Analytic geometry in a space

9000106304

Level: 
B
Find the third coordinate of the point \(B = [2;0;?]\) using the fact that this point is in the plane \(\alpha \) defined by the equation \[ \alpha \colon 2x + y - z - 5 = 0. \] Use the point \(B\) to find the angle \(\varphi \) between the plane \(\alpha \) and the line \(AB\), where \(A = [0;0;1]\).
\(\varphi = 60^{\circ }\)
\(\varphi = 45^{\circ }\)
\(\varphi = 30^{\circ }\)
\(\varphi = 75^{\circ }\)

9000106306

Level: 
B
Find the general equation of the plane which is perpendicular to the plane \(\alpha \) \[ \alpha \colon 2x + y - z - 5 = 0 \] and contains the line \(AB\), where \(A = [0;0;1]\) and \(B\) is a point in \(\alpha \) defined by it's first two coordinates \[ B = [2;0;?]. \]
\(x - y + z - 1 = 0\)
\(x + y - z + 1 = 0\)
\(2x - y + z - 1 = 0\)
\(- 2x + y - z + 1 = 0\)

9000106307

Level: 
C
Given points \(A = [0;0;1]\), \(B = [2;0;-1]\) and \(S = [2;1;0]\), find the parametric equations of the image of the line \(AB\) in a point reflection about the point \(S\).
\(\begin{aligned}[t] x& =\phantom{ -}4 + t, & \\y& =\phantom{ -}2, \\z& = -1 - t;\ t\in \mathbb{R} \\ \end{aligned}\)
\(\begin{aligned}[t] x& = 2 + 2m, & \\y& = 2 +\phantom{ 2}m, \\z& = 1 -\phantom{ 2}m;\ m\in \mathbb{R} \\ \end{aligned}\)
\(\begin{aligned}[t] x& =\phantom{ -}4 + 2k, & \\y& =\phantom{ -}2 +\phantom{ 2}k, \\z& = -1 -\phantom{ 2}k;\ k\in \mathbb{R} \\ \end{aligned}\)
\(\begin{aligned}[t] x& = -2 + 2u, & \\y& =\phantom{ -}2, \\z& =\phantom{ -}1 - 2u;\ u\in \mathbb{R} \\ \end{aligned}\)

9000101901

Level: 
B
Find the angle between two lines and round your answer to the nearest minute. \[ \begin{aligned}p\colon x& = 2 - t , & \\y & = 3t , \\z & = 1 ;\ t\in \mathbb{R} \\ \end{aligned}\qquad \qquad \begin{aligned}q\colon x& = 2s, & \\y & = 4s , \\z & = 1 - s;\ s\in \mathbb{R} \\ \end{aligned} \]
\(46^{\circ }22'\)
\(0^{\circ }\)
\(67^{\circ }18'\)
\(90^{\circ }\)

9000101904

Level: 
B
Find the angle between the \(x\)-axis and the line \(p\). \[ \begin{aligned}p\colon x& = 2 - t, & \\y & = 3t, \\z & = 1;\ t\in \mathbb{R} \\ \end{aligned} \] Round your answer to the nearest minute.
\(71^{\circ }34'\)
\(0^{\circ }\)
\(69^{\circ }17'\)
\(90^{\circ }\)

9000101909

Level: 
B
Given points \(A = [1;0;2]\), \(B = [1;0;0]\) and the plane \(\alpha \), \[ \alpha \colon 2x - 4y = 0, \] find the angle between the line \(AB\) and the plane \(\alpha \).
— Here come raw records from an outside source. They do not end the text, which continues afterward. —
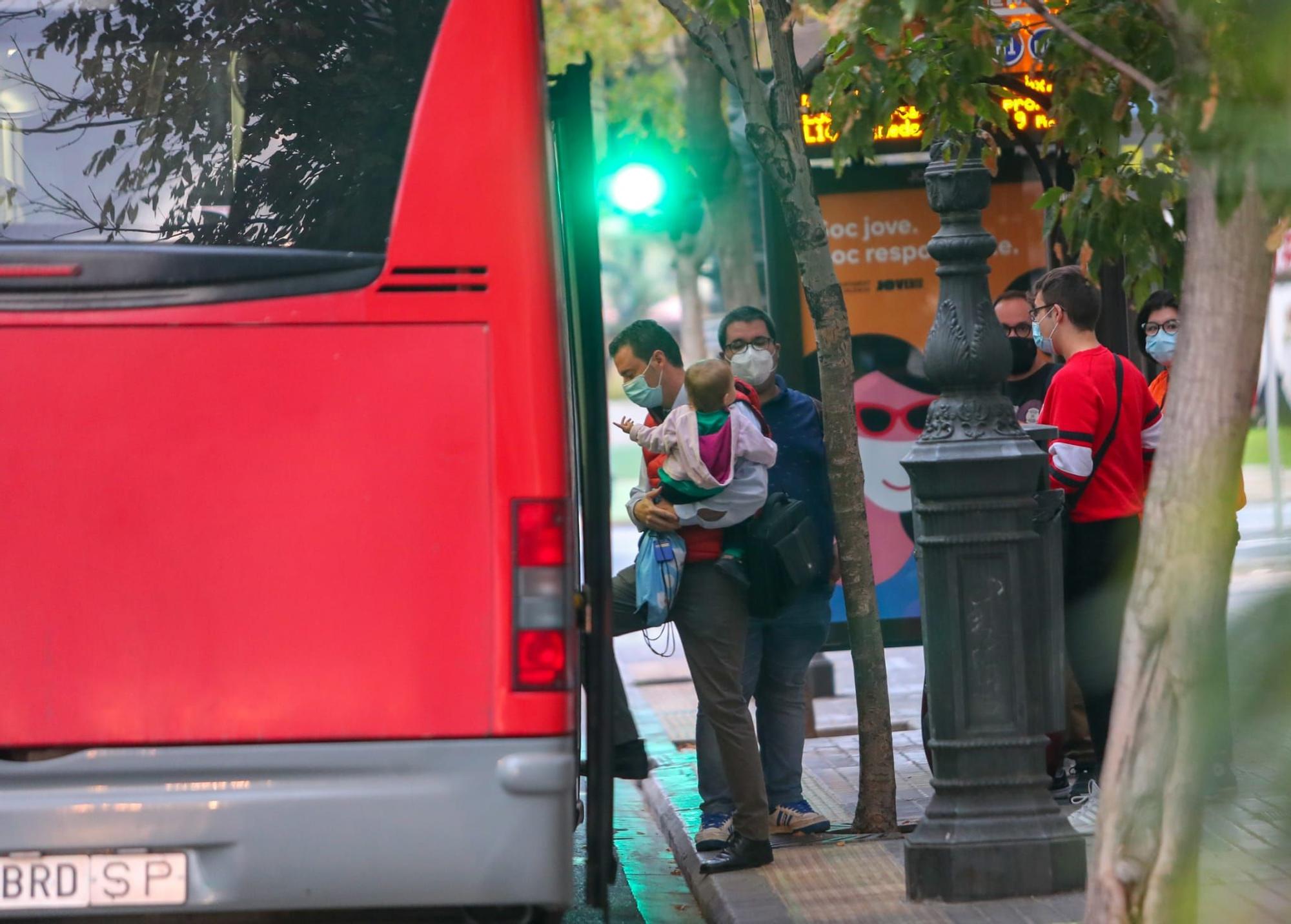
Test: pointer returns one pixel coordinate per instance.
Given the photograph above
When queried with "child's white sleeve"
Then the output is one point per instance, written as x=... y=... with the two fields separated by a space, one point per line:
x=660 y=439
x=753 y=446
Round your answer to the nearest minute.
\(0^{\circ }\)
\(22^{\circ }48'\)
\(45^{\circ }19'\)
\(90^{\circ }\)

9000101910

Level: 
B
The points \(A = [0;5;0]\), \(B = [5;5;0]\), \(C = [5;0;0]\) and \(D = [0;0;0]\) define the cube \(ABCDEFGH\). Find the angle between the line \(BF\) and the plane \(AFE\). Round your answer to the nearest minute.
\(0^{\circ }\)
\(35^{\circ }16'\)
\(45^{\circ }\)
\(90^{\circ }\)